И Лебедев, тихонько сжав губы и как бы про себя улыбаясь, вытягивая шею из-за плеча Маршака, с величайшим изяществом намечает карандашиком пространство для текста.

—А не получится...— спрашивает Маршак и начинает смеяться,—не получится, что ваш конь лягает мои стихи?

Тут и Лебедев начинает смеяться. И весело всем».

Подобные обсуждения макетов, на которых обычно присутствовали многочисленные авторы и редакторы, становились для них увлекательной школой профессионального мастерства. Но гораздо более важно то, что тип творческих взаимоотношений, сложившихся между лидерами издательства, весьма быстро был взят на вооружение и другими сотрудниками. «С самого начала образования Г осу дарственного детского издательства определился равноправный союз писателей и художников. Создание детских книг требовало не только единения, но и дружбы. Труд писателя и художника стал неразделим, слился в единый сплав». В 1925 г. вышли в свет четыре программных работы Лебедева и Маршака, в значительной степени наметившие пути всей ленинградской книжной графики для детей: «Цирк», «Мороженое», «О глупом мышонке», «Вчера и сегодня». Оформляя «Цирк» и «Мороженое», художник вспомнил и о своем увлечении абстрактным искусством, и о приемах графической публицистики: фигуры и предметы сконструированы из простейших геометрических фигур. Явное плакатное происхождение героев не лишает их емкой выразительности. В «Мороженом» сатирические черты подчинены гедонистическому пафосу авторов. Объедающийся мороженым толстяк при всем своем сходстве с буржуем из «Окон РОСТА» не только смешон, но и по-своему трогателен, происходящие с ним метаморфозы провоцируют динамику развития сюжета. «Цирк» решен в сходной, но все же в несколько иной стилистике, в другом ритме. Это «...медленная книжка. Каждый разворот в ней — целый цирковой номер, законченный и отделанный... Каждая страница— остановка, требующая неторопливого разглядывания...». Каждый персонаж появляется здесь лишь один раз, но он надолго остается в памяти зрителя. И дело не только в том, что артисты и животные проявляют чудеса силы и ловкости, а клоуны одеты в уморительно нелепые костюмы. Гораздо важнее одновременно условная и конкретная, восторженная и ироничная, оригинальная и предельно простая трактовка этих образов художником.
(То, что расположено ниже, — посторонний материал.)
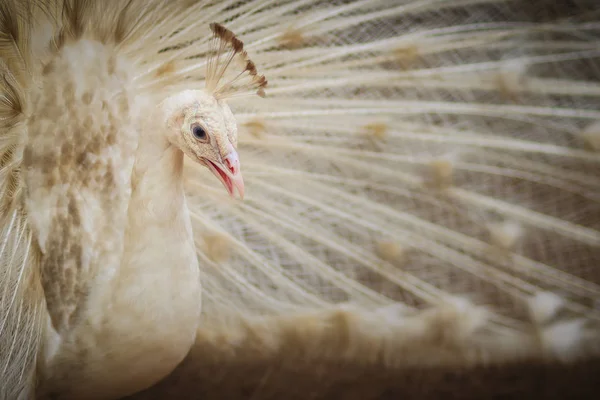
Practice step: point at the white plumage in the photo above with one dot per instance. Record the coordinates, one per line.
(409, 155)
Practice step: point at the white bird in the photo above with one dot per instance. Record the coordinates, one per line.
(408, 152)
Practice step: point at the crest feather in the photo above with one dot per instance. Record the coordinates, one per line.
(225, 47)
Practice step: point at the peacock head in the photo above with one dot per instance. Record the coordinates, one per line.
(202, 125)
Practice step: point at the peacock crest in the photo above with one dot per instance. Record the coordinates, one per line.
(221, 80)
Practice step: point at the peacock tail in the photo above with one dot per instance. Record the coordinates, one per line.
(407, 153)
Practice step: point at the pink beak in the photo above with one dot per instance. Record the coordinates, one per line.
(229, 174)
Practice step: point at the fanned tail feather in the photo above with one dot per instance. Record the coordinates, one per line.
(407, 152)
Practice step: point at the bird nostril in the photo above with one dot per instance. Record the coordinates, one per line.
(231, 165)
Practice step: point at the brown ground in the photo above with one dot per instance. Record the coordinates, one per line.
(319, 381)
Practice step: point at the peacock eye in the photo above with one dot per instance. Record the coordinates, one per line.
(198, 132)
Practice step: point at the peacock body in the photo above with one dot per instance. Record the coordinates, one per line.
(420, 187)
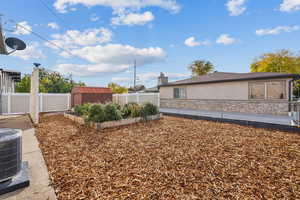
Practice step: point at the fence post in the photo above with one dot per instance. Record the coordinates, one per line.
(41, 102)
(8, 103)
(68, 105)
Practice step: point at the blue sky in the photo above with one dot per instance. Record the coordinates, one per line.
(101, 39)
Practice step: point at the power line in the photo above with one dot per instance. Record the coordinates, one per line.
(54, 14)
(41, 37)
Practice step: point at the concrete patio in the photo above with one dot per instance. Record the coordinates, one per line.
(40, 187)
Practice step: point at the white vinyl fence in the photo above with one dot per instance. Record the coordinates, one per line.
(17, 103)
(139, 98)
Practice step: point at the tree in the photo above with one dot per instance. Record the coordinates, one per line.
(117, 89)
(201, 67)
(283, 61)
(50, 82)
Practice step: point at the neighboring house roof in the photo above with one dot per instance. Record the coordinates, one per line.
(229, 77)
(91, 90)
(16, 76)
(152, 89)
(137, 88)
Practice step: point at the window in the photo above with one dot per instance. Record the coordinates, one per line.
(276, 90)
(267, 90)
(179, 93)
(257, 90)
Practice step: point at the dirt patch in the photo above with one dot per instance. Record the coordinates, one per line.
(172, 158)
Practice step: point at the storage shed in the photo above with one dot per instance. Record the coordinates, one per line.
(82, 95)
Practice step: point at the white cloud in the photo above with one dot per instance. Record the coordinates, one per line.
(150, 76)
(53, 25)
(236, 7)
(289, 5)
(277, 30)
(121, 79)
(90, 69)
(120, 54)
(31, 52)
(73, 38)
(131, 19)
(191, 42)
(111, 58)
(225, 39)
(94, 18)
(23, 28)
(64, 5)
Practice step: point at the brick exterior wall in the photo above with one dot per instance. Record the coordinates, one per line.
(244, 106)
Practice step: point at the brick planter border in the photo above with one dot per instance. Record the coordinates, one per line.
(110, 124)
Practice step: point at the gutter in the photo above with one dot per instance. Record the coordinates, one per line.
(295, 77)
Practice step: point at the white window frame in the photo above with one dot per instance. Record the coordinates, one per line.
(182, 93)
(266, 89)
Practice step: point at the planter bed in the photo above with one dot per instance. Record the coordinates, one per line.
(110, 124)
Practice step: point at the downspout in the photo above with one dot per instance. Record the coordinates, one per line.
(290, 94)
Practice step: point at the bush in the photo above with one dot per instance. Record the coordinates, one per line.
(131, 110)
(82, 110)
(96, 113)
(112, 113)
(148, 109)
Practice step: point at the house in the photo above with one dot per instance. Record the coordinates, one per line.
(161, 80)
(8, 80)
(258, 93)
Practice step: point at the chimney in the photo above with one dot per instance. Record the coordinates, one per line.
(162, 79)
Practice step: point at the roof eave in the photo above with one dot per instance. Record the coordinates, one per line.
(293, 76)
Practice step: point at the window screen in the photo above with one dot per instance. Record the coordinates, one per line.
(179, 93)
(257, 90)
(276, 90)
(267, 90)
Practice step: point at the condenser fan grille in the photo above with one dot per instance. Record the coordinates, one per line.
(10, 153)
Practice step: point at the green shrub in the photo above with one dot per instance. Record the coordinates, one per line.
(82, 110)
(131, 110)
(118, 106)
(96, 113)
(148, 109)
(112, 113)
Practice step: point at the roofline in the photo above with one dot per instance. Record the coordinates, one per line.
(294, 76)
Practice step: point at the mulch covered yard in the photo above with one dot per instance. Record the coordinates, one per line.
(172, 158)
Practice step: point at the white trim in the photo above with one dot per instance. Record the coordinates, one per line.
(41, 102)
(9, 103)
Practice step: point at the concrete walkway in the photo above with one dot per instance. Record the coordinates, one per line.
(271, 119)
(39, 188)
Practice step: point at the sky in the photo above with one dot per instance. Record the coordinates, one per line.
(97, 41)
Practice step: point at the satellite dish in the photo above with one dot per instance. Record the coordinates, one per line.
(15, 44)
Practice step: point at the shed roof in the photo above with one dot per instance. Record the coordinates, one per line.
(229, 77)
(91, 90)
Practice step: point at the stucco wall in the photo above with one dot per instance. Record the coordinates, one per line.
(238, 90)
(254, 107)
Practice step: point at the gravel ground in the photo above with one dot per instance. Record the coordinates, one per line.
(172, 158)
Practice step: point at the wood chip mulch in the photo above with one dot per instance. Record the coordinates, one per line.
(172, 158)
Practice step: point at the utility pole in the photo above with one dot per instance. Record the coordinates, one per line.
(134, 75)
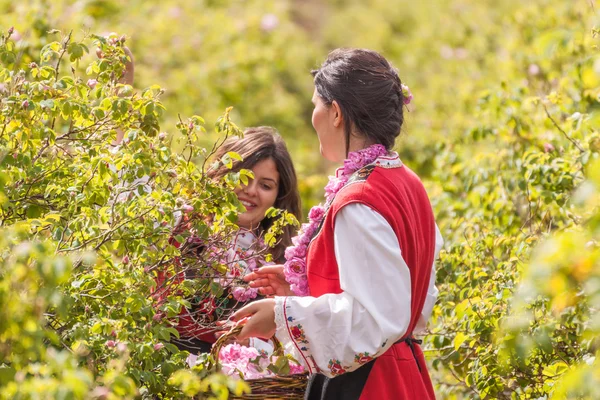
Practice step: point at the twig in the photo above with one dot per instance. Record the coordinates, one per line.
(562, 130)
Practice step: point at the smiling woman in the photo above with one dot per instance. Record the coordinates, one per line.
(259, 194)
(275, 184)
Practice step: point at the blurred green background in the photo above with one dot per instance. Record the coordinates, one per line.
(257, 55)
(503, 129)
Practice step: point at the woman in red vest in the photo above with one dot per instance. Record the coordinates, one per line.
(361, 272)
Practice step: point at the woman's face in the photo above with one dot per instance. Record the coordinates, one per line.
(327, 122)
(260, 193)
Остроумные строки Маршака, обрамляющие литографии сверху и снизу, играют в книге и важную композиционную роль, придают страницам необходимое равновесие. Искусствоведы считают, что каждая страница «Цирка» могла бы стать великолепной афишей. Особенно удачно колористическое решение цикла. «Не в хаотичной пестроте секрет веселости детской книжки, а в качестве простых цветовых сочетаний, обладающих свойством радостно действовать на психику.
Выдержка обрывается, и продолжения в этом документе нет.